Description: White ribbon, 5 ½ inch long and 2 3/16 wide, with “N. C. DIVISION U.D.C. WILMINGTON NORTH CAROLINA OCT. 12-15, 1909″ printed in red ink. Whitehead & Hoag Co., Newark New Jersey” printed on reverse.
Object History: This ribbon is from the 1909 convention of the North Carolina Division of the United Daughters of the Confederacy (UDC). The 1909 convention was held in Wilmington. This ribbon was donated to the Museum by Laura Howell Norden Schorr (1902-1984). This ribbon likely belonged to Laura’s mother, Gertrude Jenkins Howell (1867-1950). Mrs.
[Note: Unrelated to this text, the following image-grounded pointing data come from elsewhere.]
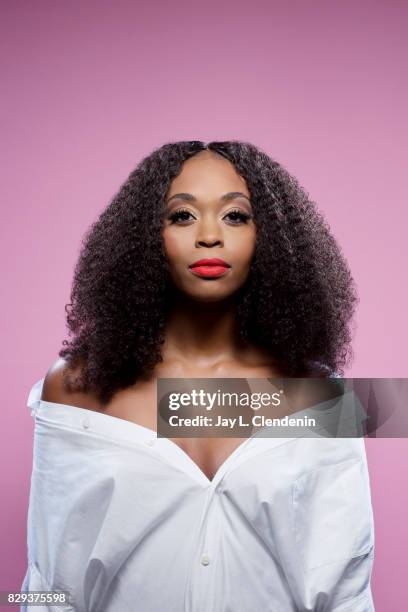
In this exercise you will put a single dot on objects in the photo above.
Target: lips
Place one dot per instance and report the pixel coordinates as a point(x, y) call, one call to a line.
point(210, 268)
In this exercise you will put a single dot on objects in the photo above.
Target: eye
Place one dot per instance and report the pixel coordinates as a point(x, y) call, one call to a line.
point(180, 215)
point(238, 216)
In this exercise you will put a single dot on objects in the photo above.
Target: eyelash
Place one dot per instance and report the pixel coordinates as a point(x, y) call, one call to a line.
point(244, 217)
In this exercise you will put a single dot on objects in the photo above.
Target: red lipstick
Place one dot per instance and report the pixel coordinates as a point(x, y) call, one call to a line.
point(210, 268)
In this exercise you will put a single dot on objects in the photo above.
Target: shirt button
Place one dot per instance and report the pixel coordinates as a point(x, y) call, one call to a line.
point(85, 423)
point(205, 559)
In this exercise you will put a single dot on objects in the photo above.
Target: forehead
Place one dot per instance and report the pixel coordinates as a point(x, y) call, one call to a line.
point(208, 172)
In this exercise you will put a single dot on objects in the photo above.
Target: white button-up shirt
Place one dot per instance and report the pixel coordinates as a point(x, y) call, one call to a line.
point(125, 521)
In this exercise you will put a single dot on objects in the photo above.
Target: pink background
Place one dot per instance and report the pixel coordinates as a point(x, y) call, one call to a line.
point(91, 87)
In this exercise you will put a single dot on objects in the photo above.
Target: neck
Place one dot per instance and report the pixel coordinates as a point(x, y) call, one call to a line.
point(202, 332)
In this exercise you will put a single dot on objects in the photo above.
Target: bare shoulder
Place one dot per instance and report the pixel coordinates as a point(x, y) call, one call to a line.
point(56, 390)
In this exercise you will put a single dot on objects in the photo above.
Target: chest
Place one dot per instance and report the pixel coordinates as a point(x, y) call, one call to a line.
point(139, 405)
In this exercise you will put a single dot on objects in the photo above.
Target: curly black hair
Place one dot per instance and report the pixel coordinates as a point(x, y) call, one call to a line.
point(297, 302)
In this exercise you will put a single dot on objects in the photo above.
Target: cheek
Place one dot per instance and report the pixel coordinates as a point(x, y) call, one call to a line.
point(243, 246)
point(171, 246)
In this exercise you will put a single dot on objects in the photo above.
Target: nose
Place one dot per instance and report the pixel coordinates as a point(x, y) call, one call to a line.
point(208, 234)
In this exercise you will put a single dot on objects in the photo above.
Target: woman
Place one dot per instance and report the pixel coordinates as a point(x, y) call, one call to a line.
point(211, 261)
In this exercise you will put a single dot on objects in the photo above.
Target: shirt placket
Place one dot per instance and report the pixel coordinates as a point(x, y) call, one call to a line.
point(205, 558)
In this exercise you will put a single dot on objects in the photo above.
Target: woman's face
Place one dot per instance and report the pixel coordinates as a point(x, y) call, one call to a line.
point(208, 216)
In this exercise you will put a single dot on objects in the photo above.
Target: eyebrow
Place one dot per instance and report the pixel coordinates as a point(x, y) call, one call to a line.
point(231, 195)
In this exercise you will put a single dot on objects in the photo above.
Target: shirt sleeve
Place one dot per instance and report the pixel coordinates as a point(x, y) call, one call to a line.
point(333, 533)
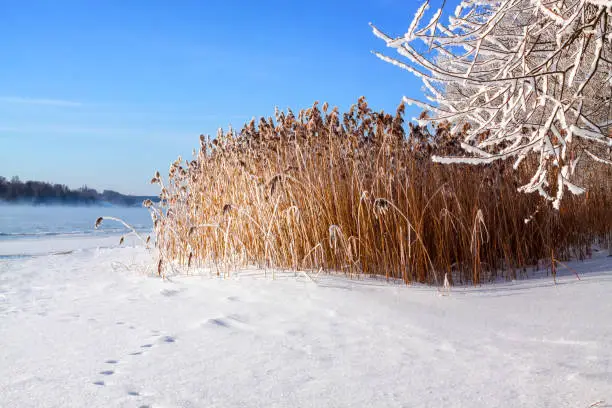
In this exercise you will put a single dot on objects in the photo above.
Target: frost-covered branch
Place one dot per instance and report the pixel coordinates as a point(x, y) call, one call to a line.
point(530, 77)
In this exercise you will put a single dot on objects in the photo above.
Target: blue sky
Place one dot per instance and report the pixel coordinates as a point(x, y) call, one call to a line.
point(104, 93)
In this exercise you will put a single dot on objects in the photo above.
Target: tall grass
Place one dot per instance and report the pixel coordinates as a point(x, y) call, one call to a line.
point(353, 193)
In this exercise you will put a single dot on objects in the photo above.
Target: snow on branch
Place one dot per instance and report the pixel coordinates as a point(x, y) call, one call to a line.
point(530, 77)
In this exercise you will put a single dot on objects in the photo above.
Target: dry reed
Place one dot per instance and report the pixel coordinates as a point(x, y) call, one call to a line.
point(353, 193)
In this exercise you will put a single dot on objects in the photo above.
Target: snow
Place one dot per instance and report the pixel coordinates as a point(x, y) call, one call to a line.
point(95, 328)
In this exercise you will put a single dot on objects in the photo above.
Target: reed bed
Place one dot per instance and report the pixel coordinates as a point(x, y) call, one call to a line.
point(357, 193)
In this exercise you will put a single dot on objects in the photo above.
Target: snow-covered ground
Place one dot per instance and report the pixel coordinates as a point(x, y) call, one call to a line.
point(93, 328)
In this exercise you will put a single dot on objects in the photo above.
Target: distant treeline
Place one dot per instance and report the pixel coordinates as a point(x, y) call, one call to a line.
point(38, 192)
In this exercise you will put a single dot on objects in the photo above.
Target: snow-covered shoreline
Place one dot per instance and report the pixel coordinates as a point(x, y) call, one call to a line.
point(91, 327)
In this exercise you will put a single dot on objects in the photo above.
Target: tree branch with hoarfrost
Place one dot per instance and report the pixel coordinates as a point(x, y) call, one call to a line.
point(518, 78)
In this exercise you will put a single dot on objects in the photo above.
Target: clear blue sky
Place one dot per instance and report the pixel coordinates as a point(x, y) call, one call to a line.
point(104, 93)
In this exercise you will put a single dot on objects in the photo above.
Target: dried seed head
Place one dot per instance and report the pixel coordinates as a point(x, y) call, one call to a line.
point(381, 206)
point(227, 208)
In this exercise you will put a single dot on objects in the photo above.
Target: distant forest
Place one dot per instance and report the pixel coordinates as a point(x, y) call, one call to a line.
point(37, 192)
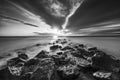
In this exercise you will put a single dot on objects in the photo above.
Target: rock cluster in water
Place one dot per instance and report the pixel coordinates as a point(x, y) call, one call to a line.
point(66, 61)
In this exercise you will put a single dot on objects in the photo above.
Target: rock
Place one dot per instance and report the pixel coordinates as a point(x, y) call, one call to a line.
point(42, 54)
point(15, 66)
point(70, 62)
point(23, 56)
point(102, 74)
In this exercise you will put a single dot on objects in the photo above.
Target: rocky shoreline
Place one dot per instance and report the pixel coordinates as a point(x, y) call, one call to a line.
point(63, 60)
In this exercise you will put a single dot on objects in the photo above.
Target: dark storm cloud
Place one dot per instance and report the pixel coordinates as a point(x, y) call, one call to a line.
point(95, 12)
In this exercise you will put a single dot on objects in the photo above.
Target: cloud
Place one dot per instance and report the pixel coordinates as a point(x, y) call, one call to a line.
point(75, 4)
point(55, 8)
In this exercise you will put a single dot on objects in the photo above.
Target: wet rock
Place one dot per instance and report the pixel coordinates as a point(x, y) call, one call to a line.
point(42, 54)
point(55, 47)
point(68, 48)
point(102, 74)
point(71, 62)
point(15, 66)
point(23, 56)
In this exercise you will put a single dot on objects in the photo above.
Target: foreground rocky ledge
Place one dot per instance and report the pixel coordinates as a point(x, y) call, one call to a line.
point(63, 60)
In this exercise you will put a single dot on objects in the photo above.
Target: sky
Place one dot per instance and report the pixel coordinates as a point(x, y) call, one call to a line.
point(70, 17)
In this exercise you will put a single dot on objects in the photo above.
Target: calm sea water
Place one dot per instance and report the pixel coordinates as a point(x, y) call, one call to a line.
point(109, 44)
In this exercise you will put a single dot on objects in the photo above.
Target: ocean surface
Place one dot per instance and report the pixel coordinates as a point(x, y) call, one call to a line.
point(111, 45)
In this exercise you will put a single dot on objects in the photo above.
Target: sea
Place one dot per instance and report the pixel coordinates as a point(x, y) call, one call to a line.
point(111, 45)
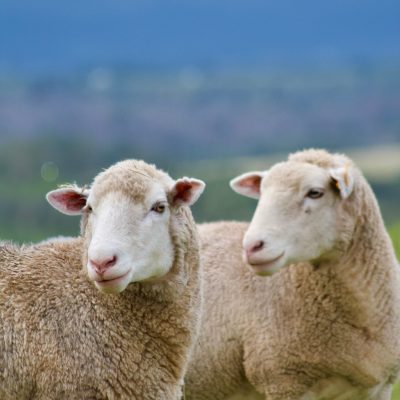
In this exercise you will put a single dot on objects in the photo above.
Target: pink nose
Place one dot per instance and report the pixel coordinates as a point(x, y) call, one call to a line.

Howell joined the UDC in 1905.
Whitehead and Hoag were a novelty printing business, which manufactured ribbons, buttons and other items for political parties and groups.
General History: After the Civil War, groups formed to honor veterans and to keep the memories of the war and those who died in it, alive. The Daughters of the Confederacy (forerunner of today’s United Daughters of the Confederacy) was founded in 1894. These groups, along with the Sons of Confederate Veterans, worked to memorialize the Southern cause and to promote the idea that those who fought on the losing side did not die in vain.
Wilmington’s women formed an early chapter of the group. In 1895, as a group of women discussed joining the newly formed daughters of the confederacy, they declared “The First undertaking of the ‘Cape Fear Daughters of the Confederacy’ will be the collection and preservation of Confederate relics and records in a permanent museum for North Carolina.”
One of the driving forces behind the local organization was Eliza Hall Nutt Parsley (1842-1920). Mrs. Parsley’s husband, William M. Parsely had been an officer in the Confederate Army, and died just days before the Lee surrendered in April 1865. Mrs. Parsley helped found the state organization, serving as the first president of the North Carolina division.